September 14, 2005

Finding Jesus

Finding Jesus

First and foremost, HAPPY BIRTHDAY MOM!!!
(Yes, my mom sometimes reads my foul little blog where I talk about blowjobs and men who bang chickens.)

Anyway, there's nothing like a natural disaster to spark religious fervor. It seems every place I go nowadays people are talking religion. And this morning, I was awakened at 8 a.m. by a couple of Jehova's Witnesses hellbent on helping me "find" Jesus. I'm a bit perturbed by their implications that I need to "find" Jesus. I mean first of all, with the GPS technology they have these days no one really has an excuse for being lost. Second of all, I already found him. At the Dunkin Donuts on Route 3. And had a nice long conversation, I might add. Even longer than the one I had with The Metatron.

Me: Hey... aren't you Jesus Christ?
Jesus: Why yes, I am.
Me: Dude you're much hotter in person. You make Bo Bice look like a scrub.
Jesus: Ummm... thanks.
Me: I'm Riss by the way.
Jesus: Yes, I've heard all about you.

*uncomfortable silence*

Me: So how's the pops?
Jesus: He's doing well.
Me: That's good.
Jesus: Well I'll be seeing you.
Me: No wait!!! I have a few questions for you.
Jesus: I'm in a hurry but go ahead.
Me: Crap. I'm blanking out. Okay here's one, does your dad really hate gay people?
Jesus: No, that's a myth.
Me: What about people who masturbate? This is um, hypothetical of course.
Jesus: No, that's a myth as well.
Me: Am I going to hell for eating meat?
Jesus: No, not for th-- No.
Me: How come P Diddy and Donald Trump haven't been hit by a couple of well-placed lightning bolts yet?
Jesus: I'm not supposed to answer questions like that. Look I really have to go.
Me: What's with the attitude? No offense or anything but you're being a tad cu-- bitchy.
Jesus: I am NOT being... bitchy.
Me: Yeah, you kinda are.
Jesus: No I'm not.
Me: Is it because I pretended to give communion using Funyuns that one time? Because that was just a joke. "Take this and eat it, all of you, this is a Funyun which will be given here so that sins may be forgiven."
Jesus: No it's not because of that, though I'm not pleased about that.
Me: Is it because of that time I yelled at the priest? Because he was being a real ass.
Jesus: No, though I'm not thrilled with that either.
Me: Is it because I don't go to church that often? It's just a really germy place. The last time they wiped those pews down, the walls of Jericho were still standing.
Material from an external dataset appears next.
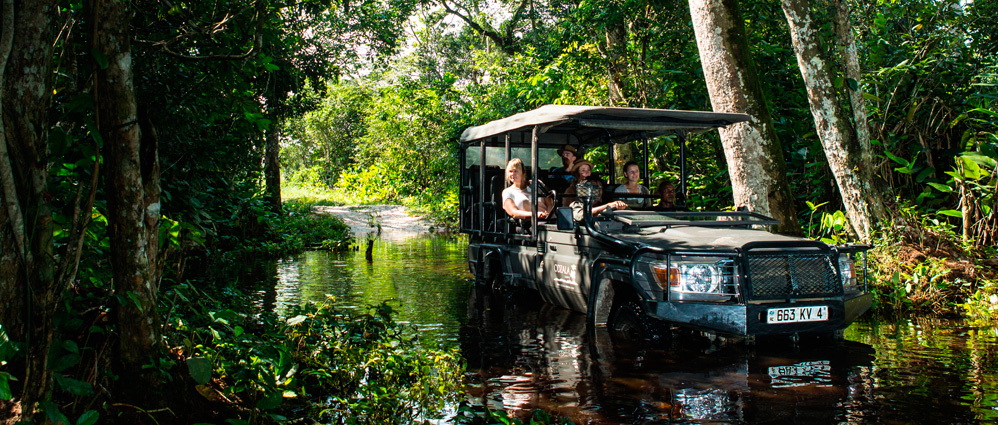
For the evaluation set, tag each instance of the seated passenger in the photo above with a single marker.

You'd think there was a Papal ban on Lemon Pledge.
Jesus: There's nothing wrong.
Me: Is it because of that time Geo and I had sex in the church parking lot?
Jesus: That was you guys?
Me: Um... no.
Jesus: Do not lie to the Son of God.
Me: We didn't know it was a church!! It looked like a factory for God's um, your Dad's sake.
Jesus: Fine, we'll let that one slide since you are married.
Me: Then why are you being so cu-- bitchy?
Jesus: FOR THE LAST TIME I'M NOT BEING BITCHY!!!!
Me: Okay okay, keep your loincloth on. You only had to say it once.
Jesus: For the love of--
Me: Ooooh watch it now.
Jesus: Jesus H. Christ you're annoying!!!!!
Me: Don't take your name in vain.
Jesus: 1... 2... 3... 4... 5... 6...
Me: Well gotta go, places to see people to do. You know the drill.
Jesus: Whatever, bye.
Me: Don't let those crazy Darwinites get you down.
Jesus (sarcastically): I won't.
Me: And from a public relations perspective, you might want to do something about those pervy molester priests. They're giving everybody else a bad name.
Jesus: Okay.
Me: And it wouldn't kill you, well, kill you AGAIN, to smile you know. Otherwise people think you're being cu-- bitchy.
Jesus (under his breath): My yams have mites yo.
Me: You're my boy Jees!

Okay so his last sentence didn't make sense. I suppose I may have selective hearing and what he really said was "I am so gonna smite you." But I'll stick with the yams one.